I’ve engaged millennials’ concerns over free markets the past few years, and I think their fundamental worries actually have little to do with wealth itself. Instead, university students in the post-Enron age hear capitalist vernacular as a sort of impoverished discourse about individual rights. In her book Rights Talk: The Impoverishment of Political Discourse, Professor Mary Ann Glendon argues “Our stark, simple rights dialect puts a damper on the processes of public justification, communication, and deliberation upon which the continuing vitality of a democratic regime depends. It contributes to the erosion of the habits, practices, and attitudes of respect for others that are the ultimate and surest guarantors of human rights. It impedes creative long-range thinking about our most pressing social problems. Our rights-laden public discourse easily accommodates the economic, the immediate, and the personal dimensions of a problem, while it regularly neglects the moral, the long-term, and the social implications.”
To be sure, current statistics in the Chronicle of Higher Education and other sources show that a high percentage of college students place a significant value on using their education to achieve a high standard of living. But many more than in the past want to know that their lives have counted for a cause bigger than themselves, and one that takes into account the moral and social implications of our ongoing dialogue. I know next-generation leaders out there who understand the inextricable connection between free markets and social entrepreneurship. I realize that none of what I’ve said here gets at the deeper biblical underpinnings of free markets as the most likely economic environment to encourage human beings as bearers of the imago dei to implement the creation mandate (Gen 1:28) through culture-making business ventures.

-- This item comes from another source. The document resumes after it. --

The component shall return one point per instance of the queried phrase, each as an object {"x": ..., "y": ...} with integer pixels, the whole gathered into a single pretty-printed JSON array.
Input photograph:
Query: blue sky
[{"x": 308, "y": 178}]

In closing, I was recently encouraged by a colleague from a sister institution who said this:
I think many of the students…want to get rid of every possession and go do something “radical.” And my only concern is…that something radical doesn’t always mean abandoning the capitalist world we live in. Some of the most influential (for the gospel, I mean) people I know are sharing Christ with the arts world – with filmmakers and artists and musicians, and there a need to earn a voice among whichever audience God leads you toward…which requires an understanding of their context, knowledge of the field, and at least in this case, enough money to be among them.